The software, which includes iOS version of Pages, Numbers, Keynote, iPhoto and iMovie, will be come installed on new iOS devices. Apple CEO Tim Cook listed eligible products as current generation iPhones, iPads and the fifth-generation iPod touch.
Apple's offering is a departure from the current situation that sees users have to purchase the apps separately for download. The offer will tie in nicely with Apple's integrated iCloud support for Pages, Numbers and Keynote, all of which will be available to edit in the cloud sometime soon. A beta version of the Web client at iCloud.com recently went live to users of the service.

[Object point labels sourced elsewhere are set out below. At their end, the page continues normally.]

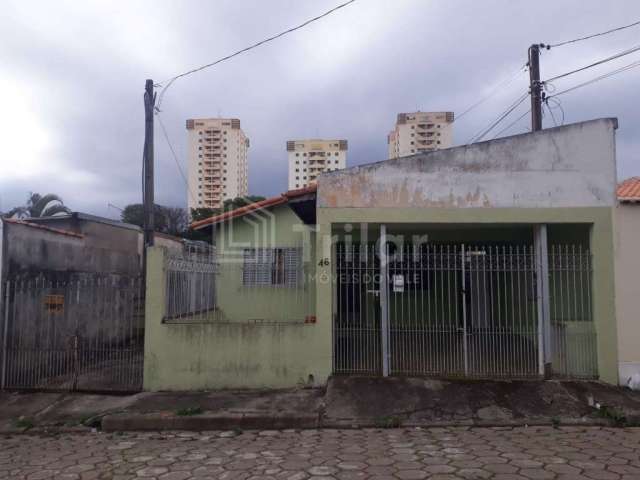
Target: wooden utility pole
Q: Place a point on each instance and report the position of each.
(535, 87)
(147, 199)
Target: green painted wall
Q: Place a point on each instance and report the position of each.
(277, 227)
(231, 349)
(601, 241)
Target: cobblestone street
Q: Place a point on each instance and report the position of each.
(442, 453)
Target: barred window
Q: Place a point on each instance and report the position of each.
(271, 266)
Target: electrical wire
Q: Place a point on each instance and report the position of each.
(170, 81)
(555, 123)
(597, 79)
(500, 118)
(175, 158)
(507, 81)
(599, 62)
(617, 29)
(511, 124)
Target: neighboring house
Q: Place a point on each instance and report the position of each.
(476, 261)
(71, 244)
(627, 220)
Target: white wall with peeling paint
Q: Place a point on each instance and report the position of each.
(568, 166)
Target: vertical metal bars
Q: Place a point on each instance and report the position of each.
(573, 332)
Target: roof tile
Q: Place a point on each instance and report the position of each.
(629, 190)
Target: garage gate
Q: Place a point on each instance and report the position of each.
(460, 310)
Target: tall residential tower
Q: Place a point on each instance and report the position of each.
(420, 132)
(218, 167)
(309, 158)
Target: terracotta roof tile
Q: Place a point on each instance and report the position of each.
(629, 190)
(266, 203)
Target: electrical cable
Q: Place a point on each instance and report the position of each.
(599, 62)
(175, 158)
(170, 81)
(617, 29)
(501, 117)
(511, 124)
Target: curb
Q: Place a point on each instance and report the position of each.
(158, 422)
(207, 422)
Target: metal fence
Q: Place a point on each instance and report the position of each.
(190, 282)
(573, 333)
(459, 310)
(81, 334)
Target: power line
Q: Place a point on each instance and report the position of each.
(175, 158)
(512, 124)
(170, 81)
(599, 62)
(597, 79)
(500, 118)
(617, 29)
(507, 81)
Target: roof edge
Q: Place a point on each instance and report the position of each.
(281, 199)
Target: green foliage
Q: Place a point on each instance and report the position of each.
(238, 202)
(39, 206)
(189, 411)
(612, 414)
(203, 213)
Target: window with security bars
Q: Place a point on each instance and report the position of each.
(271, 266)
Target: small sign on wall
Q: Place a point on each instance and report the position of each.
(398, 283)
(54, 304)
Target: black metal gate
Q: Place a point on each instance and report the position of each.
(451, 310)
(82, 334)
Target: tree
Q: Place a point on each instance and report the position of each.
(40, 206)
(203, 213)
(176, 220)
(238, 202)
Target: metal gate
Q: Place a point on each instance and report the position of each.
(452, 309)
(85, 334)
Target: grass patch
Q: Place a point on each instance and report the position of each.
(389, 421)
(189, 411)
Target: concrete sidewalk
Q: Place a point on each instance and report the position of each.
(346, 402)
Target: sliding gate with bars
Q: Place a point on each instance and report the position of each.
(450, 310)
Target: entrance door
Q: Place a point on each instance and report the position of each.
(357, 347)
(500, 310)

With the new iPhone 5C and 5S just announced, it is expected that those devices will also come preloaded with the iWork suite, iPhoto and iMovie.
Offering the apps for free will result in a savings of about $40 for users who would have otherwise purchased them in the App Store.
Making iWork free with the purchase of a new iOS device and for current devices will almost certainly give Apple's productivity suite a considerable boost in market share. In doing so, Apple will be stepping onto the turf of productivity giants such as Microsoft and Google, taking on their respective Office and Google Drive suites.
Apple has apparently been preparing for just such a struggle. With the addition of iWork for iCloud, the productivity suite became effectively platform-agnostic, as it works on PCs running Google's Chrome browser, Apple's Safari, and Microsoft's Internet Explorer.